By Emil Danielyan
Azerbaijan’s President Ilham Aliev has expressed hope that the new year will see a long-awaited agreement on the Nagorno-Karabakh conflict, highlighting an unusually upbeat mood among the conflicting parties and international mediators.
“The year 2006 offers certain hopes about in the resolution of the Armenian-Azerbaijani conflict,” Aliev said in his first 2006 comments that were broadcast by Azerbaijani state television late Monday.
“As you know, the OSCE Minsk Group, which has been dealing with the issue and the group's co-chairmen, have recently intensified their activities and certain proposals have been put forward. We look into them and discuss all proposals,” he told members of Azerbaijan’s Security Council.
The proposals made by the Minsk Group’s French, Russian and U.S. co-chairs during their visit to the region last month relate to a framework peace deal which the mediators hope will be cut by Aliev and his Armenian counterpart Robert Kocharian. The two leaders are expected to meet later this month or early next.
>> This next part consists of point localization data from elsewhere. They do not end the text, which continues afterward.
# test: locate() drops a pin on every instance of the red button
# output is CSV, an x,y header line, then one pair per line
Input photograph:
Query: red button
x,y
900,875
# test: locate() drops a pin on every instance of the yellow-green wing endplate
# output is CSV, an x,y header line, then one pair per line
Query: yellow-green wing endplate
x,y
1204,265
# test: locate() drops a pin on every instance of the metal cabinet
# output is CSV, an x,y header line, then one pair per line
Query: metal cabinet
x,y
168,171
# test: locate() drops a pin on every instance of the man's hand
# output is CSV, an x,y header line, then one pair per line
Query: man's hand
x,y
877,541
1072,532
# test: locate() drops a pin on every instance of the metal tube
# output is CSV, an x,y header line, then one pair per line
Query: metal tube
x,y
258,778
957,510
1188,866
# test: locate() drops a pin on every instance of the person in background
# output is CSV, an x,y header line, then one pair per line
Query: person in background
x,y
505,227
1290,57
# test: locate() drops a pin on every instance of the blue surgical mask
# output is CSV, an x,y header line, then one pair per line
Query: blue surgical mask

Armenian and Azerbaijani officials admit that further progress in the peace process depends on the outcome of the summit. “The meeting will clarify quite a lot,” Armenian Foreign Minister Vartan Oskanian said in a televised interview last week. It may well produce a breakthrough, he added.
The parties have reportedly been discussing a gradual resolution of the dispute that would allow Karabakh’s predominantly Armenian population to decide its status in a referendum. Such a vote would almost certainly formalize the disputed region’s reunification with Armenia.
Aliev indicated, however, that Baku still hopes to win back the territory. “Our position regarding the issue remains unchanged: the conflict can only be resolved within the framework of international law, and Azerbaijan's territorial integrity is not a subject of negotiations,” he said.